Ahmed Seif El Islam Hamad et d’autres défenseurs des droits humains avaient ensuite mené l’enquête sur des allégations faisant état d’actes de torture et d’autres atteintes graves dont des détenus auraient été victimes aux mains des forces de sécurité égyptiennes. S’il a condamné sans réserve la vague d’attentats, il n’estimait pas pour autant que ceux-ci justifiaient les actes de torture ou les autres violations des droits humains dont les autorités se rendaient coupables.

En l’occurrence, malgré ses efforts et ceux de ses collègues, les 15 personnes accusées d’avoir pris part aux attentats ont été jugées par la Cour suprême de sûreté de l’État (une juridiction d’exception instaurée dans le cadre de l’état d’urgence décrété de longue date en Égypte) à Ismailia, et déclarées coupables sur la base d’« aveux » qui, selon les prévenus, avaient été arrachés sous la torture.

Ahmed Seif El Islam Hamad a également aidé à la défense de 52 hommes inculpés dans le cadre de l’affaire dite du Queen Boat, en 2001, au motif de leur orientation sexuelle avérée ou présumée. Ces hommes étaient accusés de « pratique de la débauche », chef d’inculpation permettant d’ériger en infraction les relations sexuelles consenties entre adultes du même sexe en privé.

Ahmed Seif El Islam Hamad est actuellement l’un des avocats de la défense de 49 personnes jugées par la Cour suprême de sûreté de l’État à Tanta, au nord du Caire, pour leur rôle présumé dans les manifestations du 6 avril 2008 en faveur du mouvement social, émaillé de violences, lancé par des ouvriers du textile dans la ville de Mahalla. Les principaux éléments à charge sont des « aveux », extorqués selon les prévenus sous la torture alors qu’ils étaient placés au secret durant leur détention provisoire. Le jugement doit être prononcé le 15 décembre 2008. S’ils sont déclarés coupables, certains prévenus pourraient être condamnés à des peines pouvant aller jusqu’à quinze ans d’emprisonnement.
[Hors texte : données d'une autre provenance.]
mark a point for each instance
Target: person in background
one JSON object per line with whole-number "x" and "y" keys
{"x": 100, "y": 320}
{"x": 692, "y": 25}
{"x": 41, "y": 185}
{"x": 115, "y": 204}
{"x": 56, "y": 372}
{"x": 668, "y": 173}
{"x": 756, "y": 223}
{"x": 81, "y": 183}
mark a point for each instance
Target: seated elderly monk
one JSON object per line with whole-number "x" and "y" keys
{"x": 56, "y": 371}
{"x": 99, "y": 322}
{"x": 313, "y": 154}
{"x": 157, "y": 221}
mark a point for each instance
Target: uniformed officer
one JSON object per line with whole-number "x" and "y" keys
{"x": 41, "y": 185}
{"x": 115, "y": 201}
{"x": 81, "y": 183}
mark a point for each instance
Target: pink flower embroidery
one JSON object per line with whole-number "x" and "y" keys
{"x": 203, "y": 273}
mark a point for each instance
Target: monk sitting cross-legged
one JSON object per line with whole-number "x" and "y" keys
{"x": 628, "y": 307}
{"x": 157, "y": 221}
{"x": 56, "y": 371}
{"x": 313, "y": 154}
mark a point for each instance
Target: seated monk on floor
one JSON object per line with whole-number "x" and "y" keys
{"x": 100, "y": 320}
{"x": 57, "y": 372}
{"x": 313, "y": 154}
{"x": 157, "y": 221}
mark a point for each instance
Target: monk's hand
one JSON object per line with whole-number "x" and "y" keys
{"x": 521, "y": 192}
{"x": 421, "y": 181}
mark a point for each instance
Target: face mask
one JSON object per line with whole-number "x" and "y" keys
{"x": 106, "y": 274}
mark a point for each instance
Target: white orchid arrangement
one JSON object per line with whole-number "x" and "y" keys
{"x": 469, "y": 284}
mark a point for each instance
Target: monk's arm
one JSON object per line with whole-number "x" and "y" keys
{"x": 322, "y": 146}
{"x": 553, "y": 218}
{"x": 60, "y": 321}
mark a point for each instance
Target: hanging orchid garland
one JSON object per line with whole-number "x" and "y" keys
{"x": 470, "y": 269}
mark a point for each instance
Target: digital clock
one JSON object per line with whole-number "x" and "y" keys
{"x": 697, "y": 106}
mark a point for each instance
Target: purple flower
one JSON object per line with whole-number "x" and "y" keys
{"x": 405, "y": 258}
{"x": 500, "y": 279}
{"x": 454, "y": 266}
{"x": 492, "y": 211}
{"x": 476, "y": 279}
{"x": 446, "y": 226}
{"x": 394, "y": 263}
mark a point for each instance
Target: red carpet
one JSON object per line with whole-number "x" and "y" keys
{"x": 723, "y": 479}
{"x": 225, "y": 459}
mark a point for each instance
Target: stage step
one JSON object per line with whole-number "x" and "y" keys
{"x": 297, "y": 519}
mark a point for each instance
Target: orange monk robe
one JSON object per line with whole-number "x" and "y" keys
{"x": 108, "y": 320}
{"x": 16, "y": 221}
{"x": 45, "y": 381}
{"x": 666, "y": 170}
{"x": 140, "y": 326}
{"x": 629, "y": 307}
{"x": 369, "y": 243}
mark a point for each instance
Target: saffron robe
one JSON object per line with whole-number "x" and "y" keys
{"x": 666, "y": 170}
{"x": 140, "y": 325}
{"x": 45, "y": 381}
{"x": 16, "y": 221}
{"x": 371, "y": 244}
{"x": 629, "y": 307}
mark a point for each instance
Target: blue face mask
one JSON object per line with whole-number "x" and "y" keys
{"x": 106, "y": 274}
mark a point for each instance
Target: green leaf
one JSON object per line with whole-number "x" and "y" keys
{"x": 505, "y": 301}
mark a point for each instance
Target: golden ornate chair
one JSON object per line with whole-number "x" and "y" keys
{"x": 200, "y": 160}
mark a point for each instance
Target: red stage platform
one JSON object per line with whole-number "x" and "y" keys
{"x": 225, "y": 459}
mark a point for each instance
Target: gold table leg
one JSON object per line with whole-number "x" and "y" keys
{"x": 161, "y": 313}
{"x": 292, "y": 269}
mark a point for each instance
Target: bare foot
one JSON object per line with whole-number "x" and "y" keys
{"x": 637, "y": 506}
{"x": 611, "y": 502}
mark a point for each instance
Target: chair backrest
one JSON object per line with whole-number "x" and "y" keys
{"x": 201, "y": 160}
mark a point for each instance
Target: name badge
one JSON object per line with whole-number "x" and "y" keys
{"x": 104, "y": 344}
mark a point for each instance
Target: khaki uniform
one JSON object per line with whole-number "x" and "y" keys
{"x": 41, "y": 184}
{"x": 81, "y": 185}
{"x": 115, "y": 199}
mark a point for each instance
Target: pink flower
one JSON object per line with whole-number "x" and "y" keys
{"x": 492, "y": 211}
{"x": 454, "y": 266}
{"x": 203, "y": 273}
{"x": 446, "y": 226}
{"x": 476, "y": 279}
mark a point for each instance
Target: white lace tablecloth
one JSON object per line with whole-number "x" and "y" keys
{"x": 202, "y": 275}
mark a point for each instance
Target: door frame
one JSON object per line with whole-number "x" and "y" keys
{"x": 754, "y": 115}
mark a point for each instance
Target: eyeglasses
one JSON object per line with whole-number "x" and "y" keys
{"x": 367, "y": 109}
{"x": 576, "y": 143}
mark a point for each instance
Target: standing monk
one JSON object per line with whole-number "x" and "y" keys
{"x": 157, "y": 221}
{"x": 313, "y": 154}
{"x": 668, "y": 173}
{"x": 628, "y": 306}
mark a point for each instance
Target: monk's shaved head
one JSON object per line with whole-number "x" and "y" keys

Ahmed Seif El Islam Hamad qualifie la torture de « forme de cancer qui peut dévorer la jeunesse d’un pays et étouffer sa capacité à changer, critiquer, réformer et se révolter ». Il se dit malgré cela émerveillé et encouragé par le nombre de plus en plus élevé de jeunes gens tenant à s’impliquer dans le mouvement de défense des droits humains, ainsi que par leur énergie, et leur capacité et enthousiasme à apprendre.

En ce qui concerne le procès de Mahalla, il a exprimé sa fierté de faire partie d’une équipe comprenant plus de 20 jeunes avocats plaidant pour la première fois dans le cadre d’une affaire d’une importance publique majeure. « Je crois que c’est ce qui me rend le plus heureux : entendre nos jeunes collègues prendre pour la première fois la parole devant la cour afin de défendre le public. Quelle que soit l’issue de ce cas, je pense que nous avons gagné et j’estime que nous avons beaucoup accompli », a-t-il ajouté.